Here many would take exception. Aren’t the nations with powerful Islamist movements precisely those that have gone through an excessively rapid development ? My feeling is that the economic development of those countries, strong and rapid as it certainly was, didn’t last long enough to make change general and irreversible. Moreover, it was, inadvertently perhaps, weakened by a discordant cultural policy. Political Islam was encouraged there long before the local leaders became aware of their error and fell out with its advocates.
However, the West doesn’t pursue the same policy as regards the economic development of non-Western nations.

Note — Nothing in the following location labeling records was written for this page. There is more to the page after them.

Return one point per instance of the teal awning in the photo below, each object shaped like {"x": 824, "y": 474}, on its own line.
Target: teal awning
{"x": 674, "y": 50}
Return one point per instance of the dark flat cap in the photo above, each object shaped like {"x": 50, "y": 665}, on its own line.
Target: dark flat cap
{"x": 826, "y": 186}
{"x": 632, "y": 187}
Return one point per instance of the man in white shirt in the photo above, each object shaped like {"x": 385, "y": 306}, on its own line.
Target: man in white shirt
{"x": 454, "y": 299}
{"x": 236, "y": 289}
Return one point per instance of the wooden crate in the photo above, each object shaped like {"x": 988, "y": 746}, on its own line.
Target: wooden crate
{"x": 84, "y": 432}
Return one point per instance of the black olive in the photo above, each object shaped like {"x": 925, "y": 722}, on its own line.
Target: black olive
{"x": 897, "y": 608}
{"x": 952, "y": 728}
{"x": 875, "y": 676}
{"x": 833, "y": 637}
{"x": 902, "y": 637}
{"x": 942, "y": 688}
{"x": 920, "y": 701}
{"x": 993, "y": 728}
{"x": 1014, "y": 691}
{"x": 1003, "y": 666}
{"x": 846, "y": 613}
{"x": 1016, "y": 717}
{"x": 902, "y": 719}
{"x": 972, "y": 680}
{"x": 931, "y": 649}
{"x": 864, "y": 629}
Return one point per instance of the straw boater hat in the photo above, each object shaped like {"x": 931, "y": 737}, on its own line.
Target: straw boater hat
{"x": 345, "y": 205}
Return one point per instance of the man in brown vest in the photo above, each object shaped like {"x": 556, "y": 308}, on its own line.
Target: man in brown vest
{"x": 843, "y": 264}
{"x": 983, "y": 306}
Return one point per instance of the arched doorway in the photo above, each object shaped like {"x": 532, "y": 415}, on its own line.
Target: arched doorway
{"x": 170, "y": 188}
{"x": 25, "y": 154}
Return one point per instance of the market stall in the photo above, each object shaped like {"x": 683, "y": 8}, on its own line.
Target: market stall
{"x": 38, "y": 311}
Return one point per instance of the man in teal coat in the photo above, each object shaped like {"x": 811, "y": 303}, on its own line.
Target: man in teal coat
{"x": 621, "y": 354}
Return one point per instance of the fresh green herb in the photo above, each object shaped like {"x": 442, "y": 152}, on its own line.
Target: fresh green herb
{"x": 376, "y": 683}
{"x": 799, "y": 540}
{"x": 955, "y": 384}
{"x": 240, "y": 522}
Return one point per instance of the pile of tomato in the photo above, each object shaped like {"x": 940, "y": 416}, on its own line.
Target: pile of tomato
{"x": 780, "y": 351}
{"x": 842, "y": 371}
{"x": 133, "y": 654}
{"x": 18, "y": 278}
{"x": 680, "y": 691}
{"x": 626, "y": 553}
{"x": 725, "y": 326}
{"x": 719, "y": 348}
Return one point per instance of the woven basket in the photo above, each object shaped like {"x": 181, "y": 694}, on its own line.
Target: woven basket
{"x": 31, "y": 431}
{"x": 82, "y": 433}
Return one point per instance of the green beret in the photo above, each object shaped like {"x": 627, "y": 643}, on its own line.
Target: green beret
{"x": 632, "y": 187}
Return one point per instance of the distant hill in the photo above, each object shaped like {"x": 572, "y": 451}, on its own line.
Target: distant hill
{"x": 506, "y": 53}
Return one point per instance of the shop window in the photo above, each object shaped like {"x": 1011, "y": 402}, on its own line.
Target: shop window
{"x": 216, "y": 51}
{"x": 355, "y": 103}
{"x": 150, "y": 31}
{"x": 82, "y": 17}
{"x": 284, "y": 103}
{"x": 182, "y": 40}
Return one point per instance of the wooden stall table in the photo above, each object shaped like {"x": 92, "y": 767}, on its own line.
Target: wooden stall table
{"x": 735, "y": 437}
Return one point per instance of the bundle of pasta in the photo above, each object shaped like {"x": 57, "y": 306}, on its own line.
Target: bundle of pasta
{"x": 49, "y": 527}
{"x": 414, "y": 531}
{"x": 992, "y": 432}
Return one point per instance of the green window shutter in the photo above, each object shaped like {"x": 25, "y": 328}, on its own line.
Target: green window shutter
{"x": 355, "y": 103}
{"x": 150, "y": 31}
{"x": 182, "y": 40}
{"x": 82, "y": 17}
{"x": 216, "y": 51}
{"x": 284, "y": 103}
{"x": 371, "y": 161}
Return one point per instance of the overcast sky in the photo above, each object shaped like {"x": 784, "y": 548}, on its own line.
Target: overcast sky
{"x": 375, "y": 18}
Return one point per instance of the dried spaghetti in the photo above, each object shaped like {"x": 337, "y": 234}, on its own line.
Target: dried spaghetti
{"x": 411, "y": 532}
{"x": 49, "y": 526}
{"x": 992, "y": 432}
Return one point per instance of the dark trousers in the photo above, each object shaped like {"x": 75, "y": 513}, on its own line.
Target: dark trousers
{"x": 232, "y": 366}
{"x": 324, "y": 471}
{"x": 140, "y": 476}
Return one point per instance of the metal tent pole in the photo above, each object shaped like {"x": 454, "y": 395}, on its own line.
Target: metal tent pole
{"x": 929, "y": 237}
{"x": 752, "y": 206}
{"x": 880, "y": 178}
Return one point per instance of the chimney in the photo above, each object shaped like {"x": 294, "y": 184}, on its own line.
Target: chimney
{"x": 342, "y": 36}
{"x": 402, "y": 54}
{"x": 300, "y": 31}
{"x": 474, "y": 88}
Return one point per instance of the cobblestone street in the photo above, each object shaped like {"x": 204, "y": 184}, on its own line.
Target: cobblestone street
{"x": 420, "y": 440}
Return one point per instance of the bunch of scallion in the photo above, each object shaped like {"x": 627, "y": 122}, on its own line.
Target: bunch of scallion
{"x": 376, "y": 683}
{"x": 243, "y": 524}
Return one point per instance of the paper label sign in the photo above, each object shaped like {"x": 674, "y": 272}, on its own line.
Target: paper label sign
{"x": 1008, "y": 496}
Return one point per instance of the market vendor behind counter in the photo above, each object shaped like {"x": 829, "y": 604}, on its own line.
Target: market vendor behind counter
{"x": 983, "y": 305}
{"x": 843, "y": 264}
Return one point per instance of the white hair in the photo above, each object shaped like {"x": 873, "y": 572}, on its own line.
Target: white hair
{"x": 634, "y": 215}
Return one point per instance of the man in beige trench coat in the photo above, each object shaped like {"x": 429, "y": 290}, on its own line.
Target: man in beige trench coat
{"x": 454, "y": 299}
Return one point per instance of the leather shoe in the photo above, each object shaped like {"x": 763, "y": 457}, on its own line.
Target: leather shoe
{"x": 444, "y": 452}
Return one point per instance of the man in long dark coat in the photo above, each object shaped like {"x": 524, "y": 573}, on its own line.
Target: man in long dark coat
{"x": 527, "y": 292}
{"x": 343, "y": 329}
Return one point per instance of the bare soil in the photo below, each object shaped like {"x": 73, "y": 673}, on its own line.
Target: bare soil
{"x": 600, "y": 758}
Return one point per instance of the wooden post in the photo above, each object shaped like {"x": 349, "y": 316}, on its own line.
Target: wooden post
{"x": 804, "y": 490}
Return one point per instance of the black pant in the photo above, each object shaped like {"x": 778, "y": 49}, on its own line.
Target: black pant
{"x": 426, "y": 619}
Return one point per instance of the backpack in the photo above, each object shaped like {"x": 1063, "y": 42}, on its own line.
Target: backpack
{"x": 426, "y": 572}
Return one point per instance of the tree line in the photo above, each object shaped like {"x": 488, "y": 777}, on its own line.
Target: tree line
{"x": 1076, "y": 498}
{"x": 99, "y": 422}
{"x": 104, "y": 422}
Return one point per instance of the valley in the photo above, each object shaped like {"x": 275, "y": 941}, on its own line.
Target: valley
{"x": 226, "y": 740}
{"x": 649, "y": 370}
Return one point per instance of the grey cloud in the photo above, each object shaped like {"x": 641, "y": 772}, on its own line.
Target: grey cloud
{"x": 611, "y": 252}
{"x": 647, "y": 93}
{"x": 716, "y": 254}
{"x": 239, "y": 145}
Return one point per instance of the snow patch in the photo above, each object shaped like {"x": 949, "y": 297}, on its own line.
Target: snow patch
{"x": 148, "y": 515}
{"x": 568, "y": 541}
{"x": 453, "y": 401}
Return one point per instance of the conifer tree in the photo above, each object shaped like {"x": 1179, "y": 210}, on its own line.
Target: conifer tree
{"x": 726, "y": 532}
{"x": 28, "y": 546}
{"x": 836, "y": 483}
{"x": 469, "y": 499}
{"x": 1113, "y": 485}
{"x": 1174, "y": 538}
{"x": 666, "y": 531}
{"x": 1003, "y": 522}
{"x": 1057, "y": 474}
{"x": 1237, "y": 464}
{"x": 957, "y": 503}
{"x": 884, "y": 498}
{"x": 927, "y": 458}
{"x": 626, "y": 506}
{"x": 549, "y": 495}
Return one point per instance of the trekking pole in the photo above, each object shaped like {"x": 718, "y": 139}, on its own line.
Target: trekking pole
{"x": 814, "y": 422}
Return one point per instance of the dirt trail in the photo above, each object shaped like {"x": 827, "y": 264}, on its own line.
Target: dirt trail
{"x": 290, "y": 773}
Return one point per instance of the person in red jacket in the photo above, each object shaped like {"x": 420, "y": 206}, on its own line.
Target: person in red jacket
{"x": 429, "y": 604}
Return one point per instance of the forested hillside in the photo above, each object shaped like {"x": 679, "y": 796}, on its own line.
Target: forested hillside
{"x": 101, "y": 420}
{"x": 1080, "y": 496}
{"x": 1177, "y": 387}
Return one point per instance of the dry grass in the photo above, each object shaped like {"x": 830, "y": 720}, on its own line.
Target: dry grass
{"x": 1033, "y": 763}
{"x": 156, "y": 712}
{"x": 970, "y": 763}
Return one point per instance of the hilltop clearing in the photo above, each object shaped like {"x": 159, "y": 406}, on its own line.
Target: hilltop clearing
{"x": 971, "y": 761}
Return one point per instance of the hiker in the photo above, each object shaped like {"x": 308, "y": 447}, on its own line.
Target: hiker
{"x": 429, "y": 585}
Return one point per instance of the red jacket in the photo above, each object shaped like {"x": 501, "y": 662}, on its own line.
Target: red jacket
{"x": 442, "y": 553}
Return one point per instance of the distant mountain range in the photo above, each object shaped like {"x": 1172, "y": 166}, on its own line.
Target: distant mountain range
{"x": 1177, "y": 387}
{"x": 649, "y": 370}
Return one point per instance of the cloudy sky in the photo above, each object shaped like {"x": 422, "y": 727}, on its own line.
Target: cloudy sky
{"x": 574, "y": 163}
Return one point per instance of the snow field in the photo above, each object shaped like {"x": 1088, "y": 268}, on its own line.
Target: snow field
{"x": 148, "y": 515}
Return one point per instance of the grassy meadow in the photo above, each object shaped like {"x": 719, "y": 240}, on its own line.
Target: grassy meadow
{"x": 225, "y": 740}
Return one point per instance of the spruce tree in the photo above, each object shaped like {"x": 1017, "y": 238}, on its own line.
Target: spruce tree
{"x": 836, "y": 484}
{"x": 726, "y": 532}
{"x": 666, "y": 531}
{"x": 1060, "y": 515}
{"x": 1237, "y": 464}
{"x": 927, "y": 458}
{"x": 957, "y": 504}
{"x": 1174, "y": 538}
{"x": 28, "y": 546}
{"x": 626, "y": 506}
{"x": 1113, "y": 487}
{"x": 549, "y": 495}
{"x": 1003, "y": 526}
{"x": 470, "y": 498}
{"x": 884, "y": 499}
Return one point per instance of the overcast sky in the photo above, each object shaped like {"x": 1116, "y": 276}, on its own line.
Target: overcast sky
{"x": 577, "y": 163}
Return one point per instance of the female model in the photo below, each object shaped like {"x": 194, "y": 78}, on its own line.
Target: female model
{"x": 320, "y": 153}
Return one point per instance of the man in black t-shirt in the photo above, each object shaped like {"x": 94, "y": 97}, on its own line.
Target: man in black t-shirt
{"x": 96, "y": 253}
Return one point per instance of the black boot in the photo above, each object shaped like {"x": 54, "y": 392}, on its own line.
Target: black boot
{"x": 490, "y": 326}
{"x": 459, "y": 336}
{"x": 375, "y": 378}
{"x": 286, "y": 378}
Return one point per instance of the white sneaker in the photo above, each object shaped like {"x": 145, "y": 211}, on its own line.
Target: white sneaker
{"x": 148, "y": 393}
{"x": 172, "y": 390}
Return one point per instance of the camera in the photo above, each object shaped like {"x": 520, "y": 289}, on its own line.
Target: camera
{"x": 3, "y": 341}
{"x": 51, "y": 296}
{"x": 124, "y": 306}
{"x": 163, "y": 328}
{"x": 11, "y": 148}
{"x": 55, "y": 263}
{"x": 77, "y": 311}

It is seen as a necessary step towards liberalization and therefore is actively sought in China, Eastern Europe etc., whereas it is felt as a threat when Islamic countries are concerned, even before the ambitions are translated into reality.
The collapse of the Berlin wall was not due to the policy of containment, blockade, propaganda as much as to a wise policy of easy term loans, free trade and enhanced cultural exchanges. The same strategy should secure the same results elsewhere. Sooner or later a developing society frees itself from ideas and ideals that do no longer correspond to its new aspirations.
For reasons I need not detail here such an evolution will probably occur more easily in the “Ajam” countries of Asia than in the Arab Middle East and North Africa, not because the former are less religious but simply because the latter are on the whole less fortunate. Seeing that happening some time in the future, somewhere in the vast Islamic world, seeing that the law of society has at last prevailed over the orders of tradition or the commands of ideology, many will, I am sure, cry out, as they do now, facing the staggering performances of some Asian nations : Well, the seeds were always there ; we failed to see them before, but now we take notice and we cheer.